I should note my graid's RAID1 is running in degraded state currently
due to dead SSD module that does not respond. Here is part of boot log:

ahcich5: AHCI reset: device not ready after 31000ms (tfd = 00000080)
ahcich5: Poll timeout on slot 2 port 0
ahcich5: is 00000000 cs 00000004 ss 00000000 rs 00000004 tfd 80 serr 00000000 cmd 0000c217
(aprobe2:ahcich5:0:0:0): NOP FLUSHQUEUE. ACB: 00 00 00 00 00 00 00 00 00 00 00 00
(aprobe2:ahcich5:0:0:0): CAM status: Command timeout
(aprobe2:ahcich5:0:0:0): Error 5, Retries exhausted
run_interrupt_driven_hooks: still waiting after 60 seconds for xpt_config
ahcich5: Poll timeout on slot 3 port 0
ahcich5: is 00000000 cs 00000008 ss 00000000 rs 00000008 tfd 80 serr 00000000 cmd 0000c317
(aprobe2:ahcich5:0:0:0): SOFT_RESET. ACB: 00 00 00 00 00 00 00 00 00 00 00 00
(aprobe2:ahcich5:0:0:0): CAM status: Command timeout
(aprobe2:ahcich5:0:0:0): Error 5, Retries exhausted
[skip]
Trying to mount root from ufs:/dev/raid/r0s4a [rw,noatime]...

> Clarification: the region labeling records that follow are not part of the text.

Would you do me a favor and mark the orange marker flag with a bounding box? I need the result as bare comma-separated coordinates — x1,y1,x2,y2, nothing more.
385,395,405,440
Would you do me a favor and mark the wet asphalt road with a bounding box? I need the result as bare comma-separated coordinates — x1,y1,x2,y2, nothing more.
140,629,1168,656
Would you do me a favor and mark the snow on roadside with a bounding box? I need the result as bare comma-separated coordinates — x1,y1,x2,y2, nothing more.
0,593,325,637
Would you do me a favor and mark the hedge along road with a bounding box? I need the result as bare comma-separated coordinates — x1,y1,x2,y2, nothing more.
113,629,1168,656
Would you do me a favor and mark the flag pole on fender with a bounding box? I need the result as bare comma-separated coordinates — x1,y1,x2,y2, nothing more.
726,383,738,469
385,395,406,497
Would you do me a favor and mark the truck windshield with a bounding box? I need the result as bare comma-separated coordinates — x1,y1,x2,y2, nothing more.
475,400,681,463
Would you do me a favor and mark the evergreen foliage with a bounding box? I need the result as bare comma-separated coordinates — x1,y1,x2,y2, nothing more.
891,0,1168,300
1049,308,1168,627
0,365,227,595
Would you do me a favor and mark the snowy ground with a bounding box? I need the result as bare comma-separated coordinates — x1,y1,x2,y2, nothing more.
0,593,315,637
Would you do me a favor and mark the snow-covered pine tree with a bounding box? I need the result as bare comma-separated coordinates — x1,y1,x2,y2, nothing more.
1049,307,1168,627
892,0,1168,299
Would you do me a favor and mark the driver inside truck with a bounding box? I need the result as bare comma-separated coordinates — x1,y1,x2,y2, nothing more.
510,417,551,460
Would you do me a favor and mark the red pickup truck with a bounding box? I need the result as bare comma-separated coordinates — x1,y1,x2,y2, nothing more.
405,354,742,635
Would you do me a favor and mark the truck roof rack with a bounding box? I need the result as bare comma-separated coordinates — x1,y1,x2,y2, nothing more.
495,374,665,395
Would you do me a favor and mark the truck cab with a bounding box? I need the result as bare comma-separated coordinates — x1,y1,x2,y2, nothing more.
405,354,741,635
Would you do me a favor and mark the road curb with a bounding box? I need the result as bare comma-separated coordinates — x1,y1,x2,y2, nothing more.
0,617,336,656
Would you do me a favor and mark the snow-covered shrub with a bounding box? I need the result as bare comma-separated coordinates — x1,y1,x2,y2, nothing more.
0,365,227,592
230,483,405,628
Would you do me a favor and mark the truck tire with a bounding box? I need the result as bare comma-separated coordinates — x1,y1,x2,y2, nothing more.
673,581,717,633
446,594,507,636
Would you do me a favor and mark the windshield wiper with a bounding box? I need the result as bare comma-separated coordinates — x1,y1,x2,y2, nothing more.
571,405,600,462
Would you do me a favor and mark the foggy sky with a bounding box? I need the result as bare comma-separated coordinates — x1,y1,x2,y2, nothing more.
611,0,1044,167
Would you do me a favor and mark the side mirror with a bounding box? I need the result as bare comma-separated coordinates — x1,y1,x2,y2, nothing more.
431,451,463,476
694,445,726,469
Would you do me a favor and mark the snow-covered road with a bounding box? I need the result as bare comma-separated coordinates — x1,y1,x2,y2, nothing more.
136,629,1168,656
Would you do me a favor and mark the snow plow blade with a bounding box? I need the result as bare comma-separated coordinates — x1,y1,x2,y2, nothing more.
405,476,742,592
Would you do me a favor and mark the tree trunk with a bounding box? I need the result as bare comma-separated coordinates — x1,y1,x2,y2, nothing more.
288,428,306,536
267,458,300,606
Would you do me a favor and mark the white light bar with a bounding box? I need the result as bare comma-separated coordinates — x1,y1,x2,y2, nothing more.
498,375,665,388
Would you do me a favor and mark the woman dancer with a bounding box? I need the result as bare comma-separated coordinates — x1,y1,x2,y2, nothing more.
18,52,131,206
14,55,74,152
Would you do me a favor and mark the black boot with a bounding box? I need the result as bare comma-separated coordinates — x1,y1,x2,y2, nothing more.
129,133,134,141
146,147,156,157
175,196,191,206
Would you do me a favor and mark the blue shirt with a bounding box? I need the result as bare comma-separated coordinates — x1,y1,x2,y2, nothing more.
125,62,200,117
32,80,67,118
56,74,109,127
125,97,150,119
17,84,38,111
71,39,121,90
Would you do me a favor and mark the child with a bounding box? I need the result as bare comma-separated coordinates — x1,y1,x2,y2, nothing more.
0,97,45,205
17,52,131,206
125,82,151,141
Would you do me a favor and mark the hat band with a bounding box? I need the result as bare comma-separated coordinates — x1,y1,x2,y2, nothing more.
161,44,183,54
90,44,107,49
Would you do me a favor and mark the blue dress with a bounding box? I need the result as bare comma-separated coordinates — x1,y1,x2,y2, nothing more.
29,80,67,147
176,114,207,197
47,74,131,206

Root mount waiting for: GRAID-Intel
Root mount waiting for: GRAID-Intel
Root mount waiting for: GRAID-Intel
Root mount waiting for: GRAID-Intel
Root mount waiting for: GRAID-Intel
GEOM_RAID: Intel-c291fe96: Force array start due to timeout.
GEOM_RAID: Intel-c291fe96: Disk ada0 state changed from NONE to ACTIVE.
GEOM_RAID: Intel-c291fe96: Subdisk r0:0-ada0 state changed from NONE to STALE.
GEOM_RAID: Intel-c291fe96: Array started.
GEOM_RAID: Intel-c291fe96: Subdisk r0:0-ada0 state changed from STALE to ACTIVE.
GEOM_RAID: Intel-c291fe96: Volume r0 state changed from STARTING to DEGRADED.
GEOM_RAID: Intel-c291fe96: Provider raid/r0 for volume r0 created.